核心概念
A novel training-free method for video anomaly detection that leverages pre-trained large language models and vision-language models to detect anomalies without any task-specific training or data collection.
要約
The paper introduces LAVAD, a training-free method for video anomaly detection (VAD) that leverages pre-trained large language models (LLMs) and vision-language models (VLMs).
The key highlights are:
-
LAVAD is the first training-free method for VAD, diverging from existing state-of-the-art methods that all require some form of training and data collection.
-
LAVAD consists of three main components:
- Image-Text Caption Cleaning: Uses cross-modal similarity between image and text embeddings to clean noisy captions generated by a captioning model.
- LLM-based Anomaly Scoring: Leverages the LLM to generate temporal summaries of the video frames and use them to estimate anomaly scores.
- Video-Text Score Refinement: Further refines the anomaly scores by aggregating scores from semantically similar video snippets.
-
Experiments on two benchmark datasets, UCF-Crime and XD-Violence, show that LAVAD outperforms both unsupervised and one-class VAD methods without requiring any training or data collection.
-
The authors conduct an extensive ablation study to validate the effectiveness of the proposed components and the impact of different design choices.
Overall, the paper presents a novel training-free approach to VAD that demonstrates the potential of leveraging large-scale foundation models for addressing challenging computer vision tasks without the need for task-specific training.
統計
"We evaluate LAVAD on two large datasets featuring real-world surveillance scenarios (UCF-Crime and XD-Violence)."
"The training set of UCF-Crime consists of 800 normal and 810 anomalous videos, while the test set includes 150 normal and 140 anomalous videos."
"XD-Violence is another large-scale dataset for violence detection, comprising 4754 untrimmed videos with audio signals and weak labels that are collected from both movies and YouTube."
引用
"Crucially, every existing method necessitates a training procedure to establish an accurate VAD system, and this entails some limitations.
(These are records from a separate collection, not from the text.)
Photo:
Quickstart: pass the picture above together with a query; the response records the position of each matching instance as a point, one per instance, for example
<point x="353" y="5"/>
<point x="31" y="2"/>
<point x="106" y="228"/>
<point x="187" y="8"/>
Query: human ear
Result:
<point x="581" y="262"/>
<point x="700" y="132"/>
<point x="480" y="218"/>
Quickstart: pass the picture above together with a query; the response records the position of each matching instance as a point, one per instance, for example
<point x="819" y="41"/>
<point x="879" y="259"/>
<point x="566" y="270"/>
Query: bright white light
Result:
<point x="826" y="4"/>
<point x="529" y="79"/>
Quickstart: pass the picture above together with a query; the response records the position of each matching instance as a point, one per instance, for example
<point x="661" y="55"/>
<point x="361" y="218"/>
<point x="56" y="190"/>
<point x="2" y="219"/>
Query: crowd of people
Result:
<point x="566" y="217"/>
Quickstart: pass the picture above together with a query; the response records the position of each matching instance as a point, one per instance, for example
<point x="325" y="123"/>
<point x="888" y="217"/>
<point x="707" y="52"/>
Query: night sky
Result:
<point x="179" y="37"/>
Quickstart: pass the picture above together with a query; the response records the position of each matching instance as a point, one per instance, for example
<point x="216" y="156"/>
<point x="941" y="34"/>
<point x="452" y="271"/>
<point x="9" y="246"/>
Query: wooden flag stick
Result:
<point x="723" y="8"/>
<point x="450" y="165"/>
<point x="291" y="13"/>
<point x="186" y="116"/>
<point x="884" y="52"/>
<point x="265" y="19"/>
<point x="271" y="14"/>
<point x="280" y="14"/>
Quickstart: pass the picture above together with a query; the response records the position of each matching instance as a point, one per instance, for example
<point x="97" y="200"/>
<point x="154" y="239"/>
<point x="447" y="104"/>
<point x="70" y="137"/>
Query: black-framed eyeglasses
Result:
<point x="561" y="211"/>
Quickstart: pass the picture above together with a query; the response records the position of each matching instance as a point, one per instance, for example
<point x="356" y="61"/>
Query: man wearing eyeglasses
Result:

One primary concern is generalization: a VAD model trained on a specific dataset tends to underperform in videos recorded in different settings (e.g., daylight versus night scenes). Another aspect, particularly relevant to VAD, is the challenge of data collection, especially in certain application domains (e.g. video surveillance) where privacy issues can hinder data acquisition."
"Developing a training-free VAD model is hard due to the lack of explicit visual priors on the target setting. However, such priors might be drawn using large foundation models, renowned for their generalization capability and wide knowledge encapsulation."